Once all the elements have been placed on the chip, the score of that particular placement can be evaluated. Of course, better scores may exist for different placement arrangements. Unfortunately, there are typically too many elements to allow the scoring for all possible arrangements. Hence, the problem exists of finding in a reasonable time near optimal or acceptable placement, as measured by the score.
One class of integrated circuits which require this type of placement are LSI and VLSI chips using structured arrays, that is, gate arrays. The layout requires fast and effective methods to automatically place large number of interrelated discrete elements. The individual elements must be placed on a two dimensional surface, and the elements have different lengths and widths. Accordingly, an associated problem is fitting these elements together so as to minimize the amount of chip area that is not being utilized.
Two methods commonly used for moving placement elements are "pair-wise interchange" and "insert and bump". These techniques have inherent deficiencies when applied to a very large two dimensional problem, especially when there are differently sized placement elements.
The "pair-wise interchange" method involves the process of finding two size-compatible elements or groups of elements that will yield an improvement in score when interchanging locations. The restriction of finding two compatibly sized objects limits the flexibility as to where an object can be placed. The additional restriction of finding two objects that will mutually improve the score also constrains the flexibility of movement. These restrictions often limit the number of possible moves, thus slowing down and inhibiting the heuristic process of evolution. The computational time required when using this method has been historically excessive when applied to large problems.

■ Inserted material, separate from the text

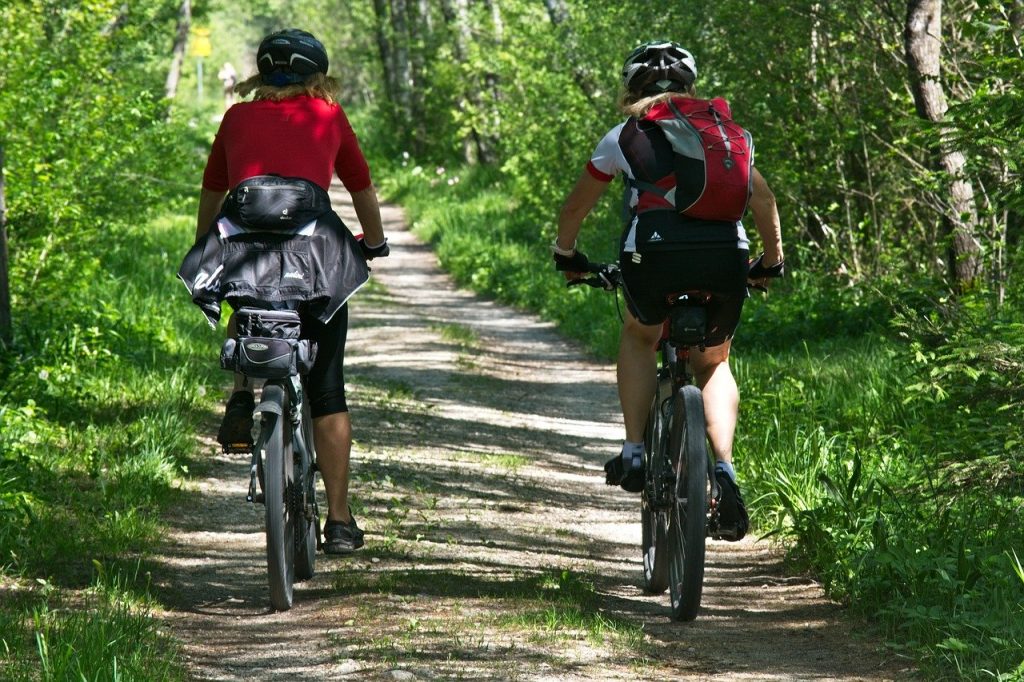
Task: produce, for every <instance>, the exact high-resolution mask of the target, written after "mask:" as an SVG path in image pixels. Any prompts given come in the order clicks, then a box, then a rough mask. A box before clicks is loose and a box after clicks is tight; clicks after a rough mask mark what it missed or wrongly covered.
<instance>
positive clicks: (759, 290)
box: [565, 256, 784, 293]
mask: <svg viewBox="0 0 1024 682" xmlns="http://www.w3.org/2000/svg"><path fill="white" fill-rule="evenodd" d="M761 258H762V256H758V257H757V258H755V259H752V260H751V262H750V263H748V279H746V286H748V287H750V288H751V289H757V290H758V291H763V292H765V293H767V292H768V288H767V287H765V286H762V285H759V284H755V282H754V280H755V279H756V280H762V279H766V278H780V276H782V273H783V272H784V269H783V267H782V263H778V264H777V265H773V266H771V267H765V266H763V265H762V264H761ZM587 271H588V272H590V273H591V275H592V276H589V278H580V279H579V280H569V281H568V282H566V283H565V286H566V287H575V286H579V285H587V286H588V287H594V288H595V289H604V290H605V291H614V290H615V289H617V288H618V287H621V286H623V273H622V270H620V269H618V265H616V264H615V263H591V264H590V267H589V268H587ZM752 274H753V275H754V276H753V278H752V276H751V275H752Z"/></svg>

The other commonly used method, "insert and bump", provides flexibility to element movement because the elements are individually placed and inserted into new positions one at a time. This technique is generally used to solve a one dimensional placement problem where the elements need only "bump" in one direction to preserve legality. The scoring of each move includes the direct effect of inserting the element in a new position and the secondary effect of elements being offset by the move. When applying this technique to a two dimensional problem, all elements may bump both in the "x" and the "y" directions. The resolution of the overlap caused by inserting an element will involve the evaluation in both dimensions and perhaps cause a significant ripple effect. The lack of effective and fast techniques for this accommodation procedure makes this method unattractive for two dimensional placement.
Besides the above two general techniques, there are many other known methods for placing elements in a two dimensional array. Freitag in U.S. Pat. No. 3,654,615 discloses a method in which all the elements are ordered in a priority sequence according to the greatest relationship of connectivity to the remaining elements. Then the first element in the priority list is placed in a predetermined central position, and the second element is placed in an adjacent position. Thereafter, the remaining elements in the priority list are sequentially placed in positions which produce the best connnectivity score so that the placement progresses outwards.
Ballas et al in U.S. Pat. No. 3,654,072 and Eskew et al in U.S. Pat. No. 3,702,004 disclose a method in which devices associated with connectors are positioned next to the connectors. Thereafter, the devices are scored according to the percentage of connections to already placed devices. The device with the highest score is then placed in the position with the best wireability. The scores are recomputed, and the process is repeated to place all devices. Once all the devices have been initially placed, a pair-wise interchange is performed to improve the score even further. Somewhat similarly, Isett et al in U.S. Pat. No. 3,621,208 disclose a method for interconnecting devices in preassigned rows by considering the devices in a sequence according to their length of interconnections.
Raymond discloses a placement method in IBM Technical Disclosure Bulletin, Vol. 13, No. 1, June 1970 at pages 274-276. In this method, the elements are initially randomly placed. Thereafter, each device is tentatively placed in another socket. If the newly placed device is connected to a device already in that socket, then the devices are interchanged. Thereby, a wiring matrix is generated which denotes the wire length necessary for placement in every location which can be used in a linear assignment problem. The process can be iterated to obtain better scores although the scores may not be monotonically improving.
Donath in a technical article appearing in the IBM Technical Disclosure Bulletin, Vol. 17, No. 10, March 1974 at pages 3121-3125 discloses a placement method in which elements are clustered in a higher level of a hierarchy and are divided progressively in the lower levels. Initially, the elements are randomly assigned at each node of the hierarchical tree. Thereafter, interchange is used in a graph theory approach to improve the connectivity.
Lallier, Hickson and Jackson have presented a paper entitled "A System for Automatic Layout of Gate Array Chips" at the Electronic Design Automation Conference in England, Sept. 1-4, 1981 which has been distributed in TR 19.90024 by IBM in its Burlington Technical Bulletin. This method clusters associated elements in a higher hierarchical level. Elements can be initially randomly placed. Thereafter, scores can be improved by pair-wise interchange or by movement of single elements to calculate a provisional score before choosing the best placement.
Gelatt, Jr. et al in U.S. Pat. No. 4,495,559 disclose an iterative interchange method which is allowed to converge non-montonically.